Mit Pflanzen kann man nach wie vor alles machen; es gibt kein Problembewusstsein, keinerlei ethische Bedenken. Warum eigentlich?
Wir stellten fest, dass sich das nach heutigem Wissensstand nicht belegen lässt. Es lässt sich aber auch nicht ausschliessen. Es gibt manche Indizien dafür, dass es sich so verhält, aber es fehlt eine lückenlose Beweiskette. Die Behauptung, Pflanzen, könnten keine subjektiven Empfindungen haben, ist also genau so spekulativ wie das Gegenteil. Wir wissen es einfach nicht. Unbestritten ist hingegen, dass wir die Fähigkeit der Pflanzen, ihre Umgebung wahrzunehmen, bisher massiv unterschätzt haben.
Flöteninstrumente der Empfindung
Den Tieren attestieren wir inzwischen die Fähigkeit, etwas zu empfinden. Wir nehmen wahr, dass sie eine subjektive Sicht auf ihre Umgebung und individuelle Verhaltensweisen haben. Dass sie lernen und das Gelernte verarbeiten können. Den Schlüssel dazu sehen wir im Hirn, im Vorhandensein von Nervenbahnen. Liegen wir mit dieser Definition richtig?

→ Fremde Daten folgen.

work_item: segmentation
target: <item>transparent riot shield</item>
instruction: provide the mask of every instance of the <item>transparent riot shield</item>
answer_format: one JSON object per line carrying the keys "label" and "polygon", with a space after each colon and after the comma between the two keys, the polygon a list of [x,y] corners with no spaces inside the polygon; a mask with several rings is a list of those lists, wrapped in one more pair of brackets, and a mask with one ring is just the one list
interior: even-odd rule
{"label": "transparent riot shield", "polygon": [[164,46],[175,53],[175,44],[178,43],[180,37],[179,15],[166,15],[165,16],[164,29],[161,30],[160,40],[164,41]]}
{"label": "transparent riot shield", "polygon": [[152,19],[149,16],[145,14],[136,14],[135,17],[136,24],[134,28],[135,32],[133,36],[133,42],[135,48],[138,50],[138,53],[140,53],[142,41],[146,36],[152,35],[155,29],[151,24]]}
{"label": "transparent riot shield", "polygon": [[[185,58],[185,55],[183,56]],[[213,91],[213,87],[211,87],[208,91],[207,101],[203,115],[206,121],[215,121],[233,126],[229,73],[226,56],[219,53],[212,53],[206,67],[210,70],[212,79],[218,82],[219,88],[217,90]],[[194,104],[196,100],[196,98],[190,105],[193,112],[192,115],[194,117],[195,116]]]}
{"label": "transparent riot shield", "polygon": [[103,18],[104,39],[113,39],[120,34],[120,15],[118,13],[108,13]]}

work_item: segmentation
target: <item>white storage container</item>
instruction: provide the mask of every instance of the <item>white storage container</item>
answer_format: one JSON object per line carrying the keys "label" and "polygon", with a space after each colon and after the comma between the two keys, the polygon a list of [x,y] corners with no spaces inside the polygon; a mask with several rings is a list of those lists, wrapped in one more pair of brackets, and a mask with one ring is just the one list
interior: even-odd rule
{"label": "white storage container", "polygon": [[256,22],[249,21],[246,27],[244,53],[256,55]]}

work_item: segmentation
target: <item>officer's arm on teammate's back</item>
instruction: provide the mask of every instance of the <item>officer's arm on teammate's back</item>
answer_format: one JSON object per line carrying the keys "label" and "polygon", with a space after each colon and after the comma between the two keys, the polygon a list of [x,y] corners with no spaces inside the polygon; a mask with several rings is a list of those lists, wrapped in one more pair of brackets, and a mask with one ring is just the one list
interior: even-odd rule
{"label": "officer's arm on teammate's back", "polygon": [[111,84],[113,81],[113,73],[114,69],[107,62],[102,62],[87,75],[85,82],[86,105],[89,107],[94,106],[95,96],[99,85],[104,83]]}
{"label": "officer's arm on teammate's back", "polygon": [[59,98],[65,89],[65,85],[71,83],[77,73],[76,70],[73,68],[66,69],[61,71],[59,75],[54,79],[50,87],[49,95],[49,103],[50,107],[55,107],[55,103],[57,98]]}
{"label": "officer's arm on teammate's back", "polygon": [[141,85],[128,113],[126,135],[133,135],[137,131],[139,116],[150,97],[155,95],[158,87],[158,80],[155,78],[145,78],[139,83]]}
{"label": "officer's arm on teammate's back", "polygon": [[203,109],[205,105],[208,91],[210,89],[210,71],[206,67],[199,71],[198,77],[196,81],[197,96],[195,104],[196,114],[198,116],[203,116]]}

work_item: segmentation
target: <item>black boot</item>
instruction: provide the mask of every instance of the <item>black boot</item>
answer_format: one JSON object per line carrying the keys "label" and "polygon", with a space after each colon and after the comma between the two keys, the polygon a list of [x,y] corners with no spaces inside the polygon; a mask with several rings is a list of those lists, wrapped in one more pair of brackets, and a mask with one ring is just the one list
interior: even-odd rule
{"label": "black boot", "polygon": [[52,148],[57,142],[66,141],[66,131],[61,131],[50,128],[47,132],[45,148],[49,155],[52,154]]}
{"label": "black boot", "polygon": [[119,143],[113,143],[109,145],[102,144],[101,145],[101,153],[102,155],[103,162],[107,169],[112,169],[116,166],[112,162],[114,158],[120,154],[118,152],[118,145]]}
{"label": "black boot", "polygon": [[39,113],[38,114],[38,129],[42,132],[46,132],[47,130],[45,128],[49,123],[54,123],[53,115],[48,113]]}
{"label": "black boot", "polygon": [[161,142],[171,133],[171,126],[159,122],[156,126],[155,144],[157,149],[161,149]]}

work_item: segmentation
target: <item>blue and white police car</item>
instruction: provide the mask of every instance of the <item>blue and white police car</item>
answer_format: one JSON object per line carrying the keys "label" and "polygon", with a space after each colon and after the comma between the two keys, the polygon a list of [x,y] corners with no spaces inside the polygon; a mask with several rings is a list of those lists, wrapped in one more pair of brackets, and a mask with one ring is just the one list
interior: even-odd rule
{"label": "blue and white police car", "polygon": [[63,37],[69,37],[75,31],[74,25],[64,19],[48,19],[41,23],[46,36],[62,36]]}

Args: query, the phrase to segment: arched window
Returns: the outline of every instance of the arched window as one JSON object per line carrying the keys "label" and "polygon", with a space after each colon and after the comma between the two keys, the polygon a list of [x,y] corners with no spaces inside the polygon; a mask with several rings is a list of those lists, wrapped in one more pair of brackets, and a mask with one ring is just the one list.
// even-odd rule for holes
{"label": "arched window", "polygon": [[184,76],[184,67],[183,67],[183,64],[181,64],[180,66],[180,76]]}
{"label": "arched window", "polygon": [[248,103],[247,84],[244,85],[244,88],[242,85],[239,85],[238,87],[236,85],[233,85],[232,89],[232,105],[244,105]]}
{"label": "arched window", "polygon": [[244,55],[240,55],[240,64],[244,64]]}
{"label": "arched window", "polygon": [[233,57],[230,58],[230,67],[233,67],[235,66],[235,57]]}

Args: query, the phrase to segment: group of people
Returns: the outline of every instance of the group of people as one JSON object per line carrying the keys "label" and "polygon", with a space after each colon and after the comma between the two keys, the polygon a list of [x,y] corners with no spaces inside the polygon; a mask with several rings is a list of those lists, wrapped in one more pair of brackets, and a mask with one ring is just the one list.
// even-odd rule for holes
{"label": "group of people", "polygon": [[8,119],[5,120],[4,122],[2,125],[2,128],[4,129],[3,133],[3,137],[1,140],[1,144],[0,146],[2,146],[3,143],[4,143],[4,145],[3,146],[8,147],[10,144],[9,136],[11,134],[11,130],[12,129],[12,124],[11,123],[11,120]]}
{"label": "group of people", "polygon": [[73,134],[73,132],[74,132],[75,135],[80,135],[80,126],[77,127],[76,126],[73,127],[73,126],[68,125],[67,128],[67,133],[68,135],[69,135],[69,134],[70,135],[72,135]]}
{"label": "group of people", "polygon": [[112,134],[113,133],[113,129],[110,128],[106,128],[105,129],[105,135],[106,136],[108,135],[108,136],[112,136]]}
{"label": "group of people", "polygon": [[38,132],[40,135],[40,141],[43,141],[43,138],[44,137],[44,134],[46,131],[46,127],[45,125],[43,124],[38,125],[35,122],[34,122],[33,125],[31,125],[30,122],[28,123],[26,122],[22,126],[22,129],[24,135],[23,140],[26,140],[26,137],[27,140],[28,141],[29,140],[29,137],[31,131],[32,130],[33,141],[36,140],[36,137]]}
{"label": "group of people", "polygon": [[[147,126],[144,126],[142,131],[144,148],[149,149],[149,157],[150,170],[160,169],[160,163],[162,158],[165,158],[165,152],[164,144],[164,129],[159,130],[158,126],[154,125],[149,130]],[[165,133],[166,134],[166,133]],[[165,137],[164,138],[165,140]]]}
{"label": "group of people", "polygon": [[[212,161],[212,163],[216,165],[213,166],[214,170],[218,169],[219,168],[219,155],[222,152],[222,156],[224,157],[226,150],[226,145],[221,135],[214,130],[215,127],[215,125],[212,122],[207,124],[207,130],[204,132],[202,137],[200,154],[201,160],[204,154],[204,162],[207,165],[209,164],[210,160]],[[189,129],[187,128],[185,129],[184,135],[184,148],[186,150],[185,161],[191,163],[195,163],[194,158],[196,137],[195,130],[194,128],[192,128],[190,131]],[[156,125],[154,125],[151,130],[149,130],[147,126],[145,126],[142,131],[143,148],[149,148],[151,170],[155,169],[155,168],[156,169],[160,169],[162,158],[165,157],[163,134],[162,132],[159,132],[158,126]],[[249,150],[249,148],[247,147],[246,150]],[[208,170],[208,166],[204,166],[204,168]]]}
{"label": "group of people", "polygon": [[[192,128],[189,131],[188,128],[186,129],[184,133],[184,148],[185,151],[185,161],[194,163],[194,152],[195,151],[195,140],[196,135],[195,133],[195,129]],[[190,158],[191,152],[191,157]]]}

Gustav Theodor Fechner (1801–1887), ein grossartiger Philosoph und Befürworter der Pflanzenseele, bestand darauf, dass die Absenz von Nerven keineswegs beweise, dass Pflanzen keine Empfindungen haben und fand dafür eine hübsche Metapher. Er schrieb: «Der Leib ist sozusagen eine Violine, die das innere Spiel ihrer Saiten selbst fühlt. Nun aber, wenn ich sehe, dass die Flöte doch wirklich (…) Töne gibt, objektiv Empfindungen erzeugt, ohne Saiten zu haben, so weiss ich nicht, warum nicht auch die Pflanze subjektive Empfindungen soll erzeugen können, ohne Nerven zu haben. Die Tiere könnten ja Saiten-Instrumente, die Pflanzen Flöten-Instrumente der Empfindung sein. (…)»2
Auch Tiere wurden lange Zeit als seelenlose Maschinen betrachtet. Erst in den letzten Jahrzehnten sind sie – zumindest teilweise – dieser Falle entronnen. Das französische Parlament beschloss beispielsweise erst im Januar 2015, dass Tiere keine Möbel seien: «Les animaux ne sont pas des meubles.» Es handle sich um sensible Lebewesen («êtres vivants doués de sensibilité»). Diese Selbstverständlichkeit musste gegen den erbitterten Widerstand von Teilen der republikanischen Partei UMP und der Fleischindustrie errungen werden.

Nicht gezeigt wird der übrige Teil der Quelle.